The Saigon Opera House (aka the Municipal Theatre) is one of Saigon’s oldest buildings and one of the city’s best examples of classical French architecture. Constructed at the turn of the 20th century, it has performed many functions throughout its history, from theatre to refuge shelter to legislative offices.

Western theatre in Saigon began in 1863 when colonialists brought a troupe in to perform for the French legion at the villa of the French admiral at the present day corner of Dong Khoi and Nguyen Du Streets. Around 1897, construction began on the Opėra de Saigon and it was completed in 1900.

Though built earlier, it was soon eclipsed in size by the Hanoi Opera House which opened ten years later. However, the buildings were built in different architectural styles – the Saigon Opera House incorporated French Third Republic design elements of the Petit Palais while its northern counterpart was modeled after the Palais Garnier.

In its first iteration, the Saigon Opera House could hold 1,800 theatre goers and featured detailed inscriptions, décor and furnishings, all imported from France.

During the period between WWI and WWII, night halls and dance clubs became the preferred entertainment in the Saigon and the Opera House was used sparingly.

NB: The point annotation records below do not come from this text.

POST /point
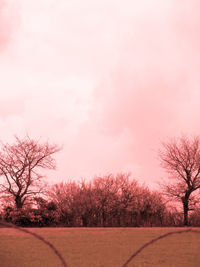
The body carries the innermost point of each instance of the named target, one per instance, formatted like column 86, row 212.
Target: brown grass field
column 98, row 247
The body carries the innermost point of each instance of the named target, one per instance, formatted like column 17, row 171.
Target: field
column 98, row 247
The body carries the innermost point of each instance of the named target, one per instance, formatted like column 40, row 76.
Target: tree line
column 108, row 201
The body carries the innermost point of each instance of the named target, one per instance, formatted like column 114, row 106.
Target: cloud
column 107, row 79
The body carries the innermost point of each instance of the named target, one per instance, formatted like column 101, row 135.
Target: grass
column 98, row 247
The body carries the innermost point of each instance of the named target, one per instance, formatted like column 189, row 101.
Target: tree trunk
column 185, row 201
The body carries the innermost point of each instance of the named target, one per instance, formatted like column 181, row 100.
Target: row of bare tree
column 105, row 201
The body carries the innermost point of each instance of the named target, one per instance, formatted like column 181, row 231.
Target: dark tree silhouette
column 181, row 159
column 19, row 168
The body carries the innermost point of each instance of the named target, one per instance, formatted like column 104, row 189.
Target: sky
column 107, row 80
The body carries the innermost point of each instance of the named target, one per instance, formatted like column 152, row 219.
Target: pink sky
column 109, row 80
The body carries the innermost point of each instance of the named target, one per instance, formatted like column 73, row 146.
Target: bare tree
column 181, row 159
column 20, row 168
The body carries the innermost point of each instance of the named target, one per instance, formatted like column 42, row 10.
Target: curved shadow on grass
column 58, row 254
column 156, row 239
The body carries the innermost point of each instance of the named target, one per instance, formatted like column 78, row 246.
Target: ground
column 98, row 247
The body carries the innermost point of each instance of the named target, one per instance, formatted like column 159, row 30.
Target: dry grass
column 98, row 247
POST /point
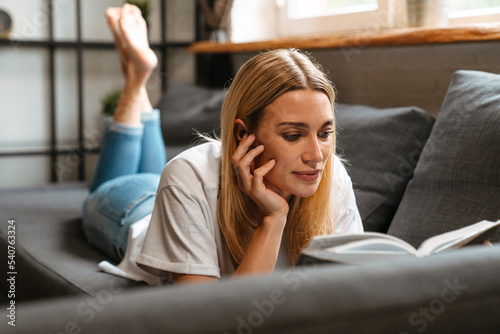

To make is seem more youthful, in 1943 French colonial authorities removed its statues, decorations and engravings.

But this was all for naught as Allied bombing of Japanese-occupied Saigon damaged the building in 1944.

By the time the French returned to South Vietnam in 1945, their focus had shifted from cultural colonization to military occupation and the theatre was used as a temporary shelter for French civilians fleeing the Viet Minh controlled north.

In 1954, the French left South Vietnam and the building was restored as the seat of the Lower House of the State of Vietnam, then the Republic of Vietnam.

After unification in 1975, it was recommissioned as a theatre and was extensively restored between 1995 – 1998.